我有一个数据框“calls1”,我想知道如何创建一个新变量“PercCallsMo”,它是来自“CallsHandled”变量的总调用百分比,每个调用队列“QUEUE”代表给定月份“MON1_12。”我的示例数据文件如下:
structure(list(MON1_12 = c(1L, 1L, 1L, 1L, 2L, 2L, 2L, 1L, 1L,
2L, 2L, 1L, 1L, 1L, 2L, 2L, 2L, 2L, 2L, 2L), QUEUE = structure(c(1L,
1L, 1L, 1L, 1L, 1L, 1L, 2L, 2L, 2L, 2L, 3L, 3L, 3L, 3L, 3L, 3L,
3L, 3L, 3L), .Label = c("APPLICATION_STATUS", "BENEFITS", "BILLING"
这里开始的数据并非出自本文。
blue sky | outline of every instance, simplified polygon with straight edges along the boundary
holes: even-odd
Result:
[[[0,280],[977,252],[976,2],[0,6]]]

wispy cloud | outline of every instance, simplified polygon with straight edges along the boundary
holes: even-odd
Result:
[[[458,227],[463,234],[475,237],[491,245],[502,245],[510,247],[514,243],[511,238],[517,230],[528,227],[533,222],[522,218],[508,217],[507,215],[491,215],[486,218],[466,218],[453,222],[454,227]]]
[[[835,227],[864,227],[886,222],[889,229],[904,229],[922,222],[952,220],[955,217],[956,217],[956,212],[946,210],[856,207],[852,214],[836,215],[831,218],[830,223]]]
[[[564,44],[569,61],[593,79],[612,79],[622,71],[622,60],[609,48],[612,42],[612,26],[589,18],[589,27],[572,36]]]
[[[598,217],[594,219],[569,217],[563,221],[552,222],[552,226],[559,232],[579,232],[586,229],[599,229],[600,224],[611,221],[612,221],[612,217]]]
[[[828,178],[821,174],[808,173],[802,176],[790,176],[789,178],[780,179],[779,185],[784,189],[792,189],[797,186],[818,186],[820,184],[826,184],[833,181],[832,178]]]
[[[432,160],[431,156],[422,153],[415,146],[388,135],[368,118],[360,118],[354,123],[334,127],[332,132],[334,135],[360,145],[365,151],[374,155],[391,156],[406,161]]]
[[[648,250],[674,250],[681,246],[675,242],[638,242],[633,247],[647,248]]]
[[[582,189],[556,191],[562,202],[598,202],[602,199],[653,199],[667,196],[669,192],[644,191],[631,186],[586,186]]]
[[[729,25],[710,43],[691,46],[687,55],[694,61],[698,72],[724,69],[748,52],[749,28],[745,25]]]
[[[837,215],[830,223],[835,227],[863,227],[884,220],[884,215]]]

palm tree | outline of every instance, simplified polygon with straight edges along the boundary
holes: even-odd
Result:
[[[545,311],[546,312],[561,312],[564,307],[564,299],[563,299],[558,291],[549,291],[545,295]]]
), class = "factor"), CallsHandled = c(9L, 3L, 10L, 27L, 64L,
17L, 10L, 58L, 8L, 29L, 32L, 12L, 2L, 6L, 1L, 3L, 2L, 2L, 2L,
2L)), .Names = c("MON1_12", "QUEUE", "CallsHandled"), class = "data.frame", row.names = c(NA,
-20L))
我期待的结果会在每个月“MON1_12”的连续行上显示每个“QUEUE”所代表的“PercCallsMo”,并且应该如下所示:
structure(list(MON1_12 = c(1L, 1L, 1L, 1L, 2L, 2L, 2L, 1L, 1L,
2L, 2L, 1L, 1L, 1L, 2L, 2L, 2L, 2L, 2L, 2L), QUEUE = structure(c(1L,
1L, 1L, 1L, 1L, 1L, 1L, 2L, 2L, 2L, 2L, 3L, 3L, 3L, 3L, 3L, 3L,
3L, 3L, 3L), .Label = c("APPLICATION_STATUS", "BENEFITS", "BILLING"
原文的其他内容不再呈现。